Objective With the rapid increase in the number of electric vehicles (EVs), the impact of EV energy storage on the power grid has become increasingly significant. To enable dynamic interaction between EV charging stations and the grid, and to use EV energy storage to regulate load in order to reduce peak-valley differences and mitigate grid impacts, this paper proposes a control and scheduling strategy based on virtual synchronous technology, considering the integration of reactive power response into the new power system.

Method Firstly, a day-ahead application mechanism was adopted, and a two-layer rolling optimization scheduling model was established to formulate charging plans for each charging station. Then, considering the working mode and characteristics of the V2G (Vehicle to Grid) system, an improved virtual synchronous control method was proposed.
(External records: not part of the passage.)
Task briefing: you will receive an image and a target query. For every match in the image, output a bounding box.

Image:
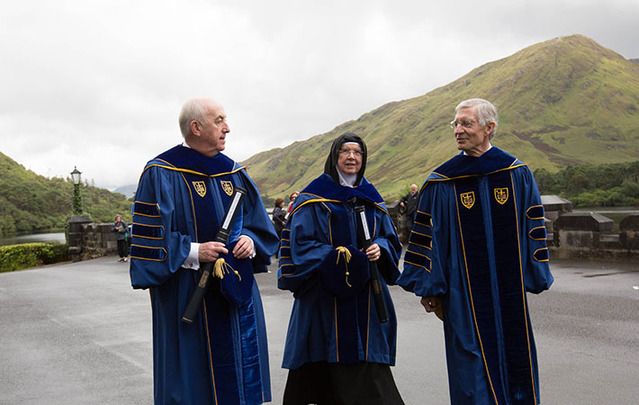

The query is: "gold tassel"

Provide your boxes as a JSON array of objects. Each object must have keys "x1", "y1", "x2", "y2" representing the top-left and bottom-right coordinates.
[
  {"x1": 213, "y1": 258, "x2": 242, "y2": 281},
  {"x1": 214, "y1": 259, "x2": 226, "y2": 279},
  {"x1": 335, "y1": 246, "x2": 352, "y2": 287}
]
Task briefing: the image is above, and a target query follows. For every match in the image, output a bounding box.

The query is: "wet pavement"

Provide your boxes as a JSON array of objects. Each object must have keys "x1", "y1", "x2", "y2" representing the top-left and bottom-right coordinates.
[{"x1": 1, "y1": 257, "x2": 638, "y2": 404}]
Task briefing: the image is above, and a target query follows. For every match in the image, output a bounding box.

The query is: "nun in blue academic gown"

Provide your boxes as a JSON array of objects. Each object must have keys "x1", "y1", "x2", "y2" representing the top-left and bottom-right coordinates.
[
  {"x1": 129, "y1": 98, "x2": 279, "y2": 405},
  {"x1": 397, "y1": 98, "x2": 554, "y2": 405},
  {"x1": 277, "y1": 133, "x2": 405, "y2": 405}
]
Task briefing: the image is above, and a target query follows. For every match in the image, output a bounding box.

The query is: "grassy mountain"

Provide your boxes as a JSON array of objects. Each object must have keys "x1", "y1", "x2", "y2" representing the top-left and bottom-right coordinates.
[
  {"x1": 0, "y1": 152, "x2": 132, "y2": 237},
  {"x1": 243, "y1": 35, "x2": 639, "y2": 201}
]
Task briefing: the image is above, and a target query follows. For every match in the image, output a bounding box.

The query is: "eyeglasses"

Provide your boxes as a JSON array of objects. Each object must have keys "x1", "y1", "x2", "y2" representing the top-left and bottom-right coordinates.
[
  {"x1": 338, "y1": 148, "x2": 363, "y2": 157},
  {"x1": 449, "y1": 119, "x2": 476, "y2": 129}
]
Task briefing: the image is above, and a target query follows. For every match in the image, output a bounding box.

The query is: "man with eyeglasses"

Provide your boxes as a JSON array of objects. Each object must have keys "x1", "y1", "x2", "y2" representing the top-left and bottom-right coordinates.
[{"x1": 398, "y1": 98, "x2": 554, "y2": 404}]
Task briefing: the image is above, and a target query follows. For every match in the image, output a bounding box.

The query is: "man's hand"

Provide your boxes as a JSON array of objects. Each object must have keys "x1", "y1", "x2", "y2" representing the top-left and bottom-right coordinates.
[
  {"x1": 365, "y1": 243, "x2": 381, "y2": 261},
  {"x1": 420, "y1": 296, "x2": 444, "y2": 321},
  {"x1": 233, "y1": 235, "x2": 255, "y2": 259},
  {"x1": 198, "y1": 242, "x2": 228, "y2": 262}
]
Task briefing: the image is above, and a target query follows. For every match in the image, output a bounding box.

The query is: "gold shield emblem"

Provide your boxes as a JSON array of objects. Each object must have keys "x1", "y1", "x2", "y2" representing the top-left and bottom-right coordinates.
[
  {"x1": 494, "y1": 187, "x2": 509, "y2": 205},
  {"x1": 221, "y1": 180, "x2": 234, "y2": 196},
  {"x1": 193, "y1": 181, "x2": 207, "y2": 198},
  {"x1": 460, "y1": 191, "x2": 475, "y2": 209}
]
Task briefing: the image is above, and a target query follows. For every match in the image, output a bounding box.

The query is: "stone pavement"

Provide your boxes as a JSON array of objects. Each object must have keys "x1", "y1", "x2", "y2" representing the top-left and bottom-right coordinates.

Under this control method, power can flow bidirectionally, and optimal power distribution was achieved through the V2G scheduling control strategy, thereby realizing both active and reactive power dispatch responses.

Result Experimental results show that the proposed strategy effectively reduces the impact of EV charging and discharging on the power system, enhancing system stability. Additionally, by issuing upper-level scheduling instructions to the lower-level V2G converter controls, bidirectional interaction between charging stations and the grid can be well realized.

Conclusion The combination of the upper-level scheduling strategy and lower-level converter control strategy not only meets the basic needs of the V2G system but also demonstrates excellent output characteristics. This control and scheduling strategy provides strong support for the stable operation of future power systems.